Hybrid Search

Learn how to implement and use hybrid search with R2R

Introduction

R2R’s hybrid search blends keyword-based full-text search with semantic vector search, delivering results that are both contextually relevant and precise. By unifying these approaches, hybrid search excels at handling complex queries where both exact terms and overall meaning matter.

Understanding Search Modes

R2R supports multiple search modes that can simplify or customize the configuration for you:

  • basic: Primarily semantic search. Suitable for straightforward scenarios where semantic understanding is key, but you don’t need the additional context of keyword matching.
  • advanced: Combines semantic and full-text search by default, effectively enabling hybrid search with well-tuned default parameters. Ideal if you want the benefits of hybrid search without manual configuration.
  • custom: Allows you full control over the search settings, including toggling semantic and full-text search independently. Choose this if you want to fine-tune weights, limits, and other search behaviors.

When using advanced mode, R2R automatically configures hybrid search for you.

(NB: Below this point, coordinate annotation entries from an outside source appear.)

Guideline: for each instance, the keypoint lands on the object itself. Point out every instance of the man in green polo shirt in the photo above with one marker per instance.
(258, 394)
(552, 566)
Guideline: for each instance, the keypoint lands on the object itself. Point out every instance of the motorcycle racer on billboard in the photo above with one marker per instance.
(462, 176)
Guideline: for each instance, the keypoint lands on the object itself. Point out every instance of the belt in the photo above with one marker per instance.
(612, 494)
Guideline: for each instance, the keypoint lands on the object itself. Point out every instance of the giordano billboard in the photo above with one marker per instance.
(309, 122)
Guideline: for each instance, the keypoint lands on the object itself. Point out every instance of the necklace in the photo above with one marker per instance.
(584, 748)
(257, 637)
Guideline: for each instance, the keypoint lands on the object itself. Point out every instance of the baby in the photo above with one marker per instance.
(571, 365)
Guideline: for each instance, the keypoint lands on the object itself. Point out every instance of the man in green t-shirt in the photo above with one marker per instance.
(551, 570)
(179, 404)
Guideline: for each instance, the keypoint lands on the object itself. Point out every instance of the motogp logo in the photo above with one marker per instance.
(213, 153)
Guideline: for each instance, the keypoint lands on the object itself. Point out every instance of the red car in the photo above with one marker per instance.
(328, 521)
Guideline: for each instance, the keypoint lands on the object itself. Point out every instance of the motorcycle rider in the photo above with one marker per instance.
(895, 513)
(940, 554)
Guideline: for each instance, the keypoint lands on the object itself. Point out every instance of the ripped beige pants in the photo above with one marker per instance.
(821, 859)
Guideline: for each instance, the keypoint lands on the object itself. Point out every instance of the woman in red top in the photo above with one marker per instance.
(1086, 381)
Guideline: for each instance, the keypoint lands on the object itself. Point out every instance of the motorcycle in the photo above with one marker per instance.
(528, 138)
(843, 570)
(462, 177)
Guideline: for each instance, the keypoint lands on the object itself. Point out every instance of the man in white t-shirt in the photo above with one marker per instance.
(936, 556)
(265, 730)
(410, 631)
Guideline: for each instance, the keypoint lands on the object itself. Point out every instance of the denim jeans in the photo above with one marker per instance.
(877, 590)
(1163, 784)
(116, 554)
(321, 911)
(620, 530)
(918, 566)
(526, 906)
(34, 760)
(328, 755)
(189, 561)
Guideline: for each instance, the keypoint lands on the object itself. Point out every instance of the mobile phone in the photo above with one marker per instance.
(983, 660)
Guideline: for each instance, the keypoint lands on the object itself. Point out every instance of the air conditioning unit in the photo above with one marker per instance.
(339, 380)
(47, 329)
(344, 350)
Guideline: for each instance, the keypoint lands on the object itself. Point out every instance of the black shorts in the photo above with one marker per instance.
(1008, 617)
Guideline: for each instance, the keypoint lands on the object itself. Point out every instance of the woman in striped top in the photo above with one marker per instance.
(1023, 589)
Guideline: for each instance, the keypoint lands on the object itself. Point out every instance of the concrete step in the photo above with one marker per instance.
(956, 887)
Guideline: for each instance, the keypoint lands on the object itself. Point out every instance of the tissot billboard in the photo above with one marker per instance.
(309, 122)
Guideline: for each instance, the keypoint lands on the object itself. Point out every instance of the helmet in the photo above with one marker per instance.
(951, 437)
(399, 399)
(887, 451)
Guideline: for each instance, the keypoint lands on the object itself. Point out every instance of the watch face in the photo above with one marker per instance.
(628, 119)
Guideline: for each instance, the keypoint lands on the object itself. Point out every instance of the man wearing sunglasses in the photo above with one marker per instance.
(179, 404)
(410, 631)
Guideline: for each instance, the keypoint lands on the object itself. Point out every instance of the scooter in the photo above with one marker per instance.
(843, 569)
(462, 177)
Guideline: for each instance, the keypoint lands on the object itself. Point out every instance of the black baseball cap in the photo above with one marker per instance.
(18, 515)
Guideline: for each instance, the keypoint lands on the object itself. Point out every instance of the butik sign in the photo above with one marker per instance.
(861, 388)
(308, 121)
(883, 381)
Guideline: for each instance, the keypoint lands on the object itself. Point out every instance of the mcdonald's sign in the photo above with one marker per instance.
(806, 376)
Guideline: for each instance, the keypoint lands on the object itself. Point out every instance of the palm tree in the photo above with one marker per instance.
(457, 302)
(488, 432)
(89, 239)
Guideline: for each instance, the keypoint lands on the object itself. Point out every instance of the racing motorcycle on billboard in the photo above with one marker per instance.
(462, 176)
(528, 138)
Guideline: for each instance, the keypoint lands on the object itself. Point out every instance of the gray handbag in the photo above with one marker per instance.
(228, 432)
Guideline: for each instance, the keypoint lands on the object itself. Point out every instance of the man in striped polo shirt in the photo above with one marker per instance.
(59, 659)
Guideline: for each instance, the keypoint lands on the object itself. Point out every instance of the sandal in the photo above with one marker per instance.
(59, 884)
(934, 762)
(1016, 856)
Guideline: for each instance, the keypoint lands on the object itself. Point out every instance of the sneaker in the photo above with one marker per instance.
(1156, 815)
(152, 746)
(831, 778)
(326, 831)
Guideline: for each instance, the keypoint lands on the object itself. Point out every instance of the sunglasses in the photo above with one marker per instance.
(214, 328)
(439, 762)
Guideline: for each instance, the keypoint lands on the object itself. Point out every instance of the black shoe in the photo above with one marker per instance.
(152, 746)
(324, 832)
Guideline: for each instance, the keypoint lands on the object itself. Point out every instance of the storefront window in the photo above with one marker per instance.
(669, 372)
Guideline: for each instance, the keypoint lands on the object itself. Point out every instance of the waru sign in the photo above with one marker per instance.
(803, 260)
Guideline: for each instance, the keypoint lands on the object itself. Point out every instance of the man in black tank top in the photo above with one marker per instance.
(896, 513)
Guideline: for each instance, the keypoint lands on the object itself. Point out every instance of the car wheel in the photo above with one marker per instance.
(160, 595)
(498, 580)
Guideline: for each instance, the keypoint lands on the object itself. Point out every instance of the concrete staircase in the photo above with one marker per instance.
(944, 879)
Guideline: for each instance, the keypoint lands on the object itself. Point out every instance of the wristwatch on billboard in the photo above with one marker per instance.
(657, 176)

For custom mode, you can directly set use_hybrid_search=True or enable both use_semantic_search and use_fulltext_search to achieve a hybrid search setup.

How R2R Hybrid Search Works

  1. Full-Text Search:
    Leverages Postgres’s ts_rank_cd and websearch_to_tsquery to find documents containing your keywords.

  2. Semantic Search:
    Uses vector embeddings to locate documents contextually related to your query, even if they don’t share exact keywords.

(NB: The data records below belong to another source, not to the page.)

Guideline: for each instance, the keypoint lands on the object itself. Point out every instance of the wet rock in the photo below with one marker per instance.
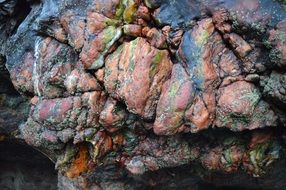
(113, 115)
(108, 103)
(177, 94)
(277, 39)
(274, 88)
(157, 153)
(240, 107)
(146, 67)
(240, 46)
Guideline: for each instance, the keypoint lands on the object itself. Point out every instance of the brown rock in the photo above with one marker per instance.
(112, 116)
(240, 46)
(135, 72)
(177, 94)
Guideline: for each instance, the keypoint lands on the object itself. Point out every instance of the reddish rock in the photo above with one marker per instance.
(202, 112)
(240, 107)
(240, 46)
(74, 26)
(177, 94)
(135, 72)
(79, 81)
(277, 39)
(132, 30)
(153, 154)
(53, 63)
(112, 116)
(156, 38)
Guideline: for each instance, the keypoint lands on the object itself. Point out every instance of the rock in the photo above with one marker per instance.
(277, 39)
(113, 116)
(146, 67)
(177, 94)
(240, 107)
(153, 94)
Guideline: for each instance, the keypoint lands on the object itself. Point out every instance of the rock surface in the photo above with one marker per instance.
(140, 94)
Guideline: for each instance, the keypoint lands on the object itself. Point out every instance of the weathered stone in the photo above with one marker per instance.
(177, 94)
(240, 107)
(135, 72)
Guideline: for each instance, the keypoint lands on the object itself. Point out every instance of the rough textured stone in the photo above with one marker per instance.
(147, 94)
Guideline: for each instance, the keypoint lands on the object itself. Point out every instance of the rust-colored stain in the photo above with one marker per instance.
(79, 165)
(2, 137)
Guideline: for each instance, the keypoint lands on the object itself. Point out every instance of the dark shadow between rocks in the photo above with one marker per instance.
(22, 168)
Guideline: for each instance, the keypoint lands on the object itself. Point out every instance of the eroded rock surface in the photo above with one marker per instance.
(118, 90)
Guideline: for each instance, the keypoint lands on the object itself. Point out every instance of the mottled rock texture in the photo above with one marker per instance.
(148, 94)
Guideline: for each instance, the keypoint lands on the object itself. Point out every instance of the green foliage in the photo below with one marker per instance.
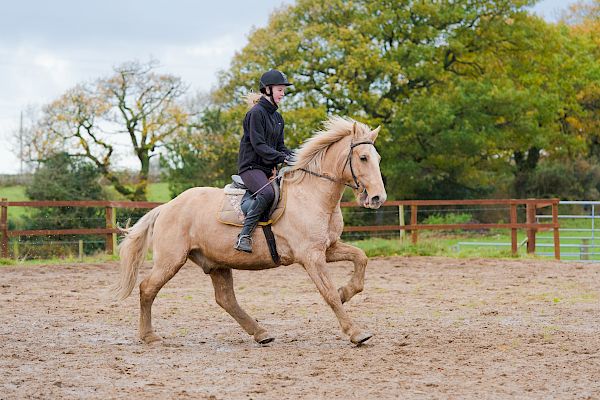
(567, 180)
(447, 219)
(207, 154)
(471, 95)
(62, 177)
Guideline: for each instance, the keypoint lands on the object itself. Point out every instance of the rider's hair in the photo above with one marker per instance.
(252, 98)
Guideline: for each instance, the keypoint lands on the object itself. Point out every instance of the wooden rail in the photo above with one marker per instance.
(530, 225)
(110, 230)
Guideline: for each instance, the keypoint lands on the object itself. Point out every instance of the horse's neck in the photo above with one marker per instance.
(323, 192)
(317, 193)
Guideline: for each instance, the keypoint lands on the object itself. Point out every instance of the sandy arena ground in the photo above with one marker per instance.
(444, 328)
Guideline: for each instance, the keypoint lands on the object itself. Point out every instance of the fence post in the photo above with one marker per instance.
(413, 221)
(584, 249)
(4, 227)
(402, 223)
(111, 238)
(531, 209)
(556, 232)
(513, 231)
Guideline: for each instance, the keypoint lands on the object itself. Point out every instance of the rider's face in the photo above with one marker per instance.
(278, 93)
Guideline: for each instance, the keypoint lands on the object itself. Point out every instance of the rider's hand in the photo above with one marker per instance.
(290, 159)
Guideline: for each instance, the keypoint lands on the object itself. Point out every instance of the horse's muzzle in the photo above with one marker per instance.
(375, 202)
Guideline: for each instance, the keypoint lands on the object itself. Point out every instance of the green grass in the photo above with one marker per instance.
(439, 245)
(159, 192)
(13, 193)
(156, 192)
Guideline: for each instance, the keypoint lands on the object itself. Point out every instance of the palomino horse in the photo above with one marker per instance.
(308, 233)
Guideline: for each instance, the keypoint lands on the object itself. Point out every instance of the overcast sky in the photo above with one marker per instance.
(46, 47)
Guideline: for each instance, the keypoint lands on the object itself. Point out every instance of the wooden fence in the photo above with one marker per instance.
(110, 230)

  3. Reciprocal Rank Fusion (RRF):
    Merges results from both full-text and semantic searches using a formula like:

    COALESCE(1.0 / (rrf_k + full_text.rank_ix), 0.0) * full_text_weight +
    COALESCE(1.0 / (rrf_k + semantic.rank_ix), 0.0) * semantic_weight

    This ensures that documents relevant both semantically and by keyword ranking float to the top.

  4. Result Ranking:
    Orders the final set of results based on the combined RRF score, providing balanced, meaningful search outcomes.

Key Features

  • Uses Postgres indexing and querying for quick, exact term matches.
  • Great for retrieving documents where specific terminology is critical.
  • Embeds queries and documents into vector representations.
  • Finds documents related to the query’s meaning, not just its wording.

Hybrid Integration

  • By enabling both use_fulltext_search and use_semantic_search, or choosing the advanced mode, you get the best of both worlds.
  • RRF blends these results, ensuring that documents align with the query’s intent and exact terms where needed.

Configuration

Choosing a Search Mode:

  • basic: Semantic-only.

    1search_mode = "basic"
    2# Semantic search only, no full-text matching
  • advanced: Hybrid by default.

    1search_mode = "advanced"
    2# Hybrid search is automatically enabled with well-tuned defaults
  • custom: Manually configure hybrid search.

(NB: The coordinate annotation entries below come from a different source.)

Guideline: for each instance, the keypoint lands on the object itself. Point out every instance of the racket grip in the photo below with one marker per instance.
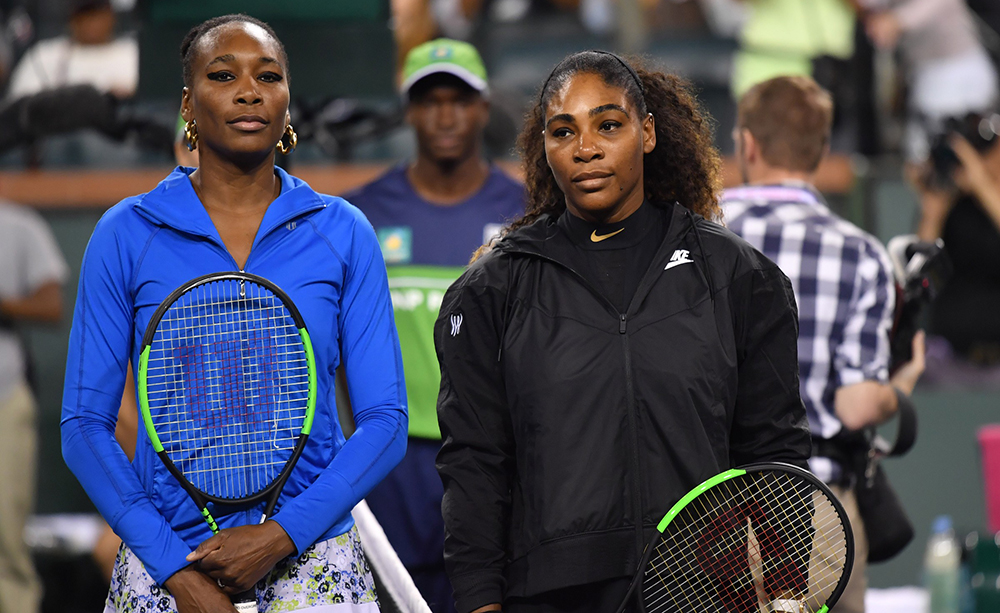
(246, 602)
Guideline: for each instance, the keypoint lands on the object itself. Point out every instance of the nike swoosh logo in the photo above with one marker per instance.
(595, 238)
(677, 263)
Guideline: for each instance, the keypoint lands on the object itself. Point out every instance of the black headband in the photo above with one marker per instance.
(631, 71)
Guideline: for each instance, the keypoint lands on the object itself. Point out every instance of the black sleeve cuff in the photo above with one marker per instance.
(478, 589)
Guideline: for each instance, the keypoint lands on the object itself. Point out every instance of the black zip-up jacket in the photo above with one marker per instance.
(569, 429)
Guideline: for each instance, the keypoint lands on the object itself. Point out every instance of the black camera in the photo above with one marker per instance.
(922, 269)
(981, 130)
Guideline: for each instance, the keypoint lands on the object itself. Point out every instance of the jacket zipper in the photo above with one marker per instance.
(631, 410)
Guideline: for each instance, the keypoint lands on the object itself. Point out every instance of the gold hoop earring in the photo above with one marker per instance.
(191, 135)
(293, 140)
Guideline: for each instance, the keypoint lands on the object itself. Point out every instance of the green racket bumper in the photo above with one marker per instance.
(683, 502)
(147, 419)
(311, 364)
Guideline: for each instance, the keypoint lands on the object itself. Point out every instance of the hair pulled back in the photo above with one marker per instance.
(684, 166)
(190, 43)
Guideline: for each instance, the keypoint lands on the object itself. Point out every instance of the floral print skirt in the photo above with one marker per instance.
(331, 576)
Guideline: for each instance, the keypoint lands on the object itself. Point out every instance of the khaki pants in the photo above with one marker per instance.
(852, 600)
(20, 591)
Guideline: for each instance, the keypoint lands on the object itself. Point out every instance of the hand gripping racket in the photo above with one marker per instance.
(760, 539)
(227, 390)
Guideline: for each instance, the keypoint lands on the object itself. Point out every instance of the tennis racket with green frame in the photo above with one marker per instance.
(227, 391)
(758, 539)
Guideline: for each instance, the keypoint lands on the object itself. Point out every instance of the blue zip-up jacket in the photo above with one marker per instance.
(319, 249)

    1search_mode = "custom"
    2# Enable both semantic and full-text search and set weights as needed:
    3search_settings = {
    4 "use_semantic_search": True,
    5 "use_fulltext_search": True,
    6 "use_hybrid_search": True,
    7 "hybrid_settings": {
    8 "full_text_weight": 1.0,
    9 "semantic_weight": 5.0,
    10 "full_text_limit": 200,
    11 "rrf_k": 50
    12 }
    13}

For more details on runtime configuration and combining search_mode with custom search_settings, refer to the Search API documentation.

Best Practices

  1. Optimize Database and Embeddings:
    Ensure Postgres indexing and vector store configurations are optimal for performance.

  2. Adjust Weights and Limits:
    Tweak full_text_weight, semantic_weight, and rrf_k values when using custom mode. If you’re using advanced mode, the defaults are already tuned for general use cases.

  3. Regular Updates:
    Keep embeddings and indexes up-to-date to maintain search quality.

  4. Choose Appropriate Embeddings:
    Select an embedding model that fits your content domain for the best semantic results.

Conclusion

R2R’s hybrid search delivers robust, context-aware retrieval by merging semantic and keyword-driven approaches. Whether you pick basic mode for simplicity, advanced mode for out-of-the-box hybrid search, or custom mode for granular control, R2R ensures you can tailor the search experience to your unique needs.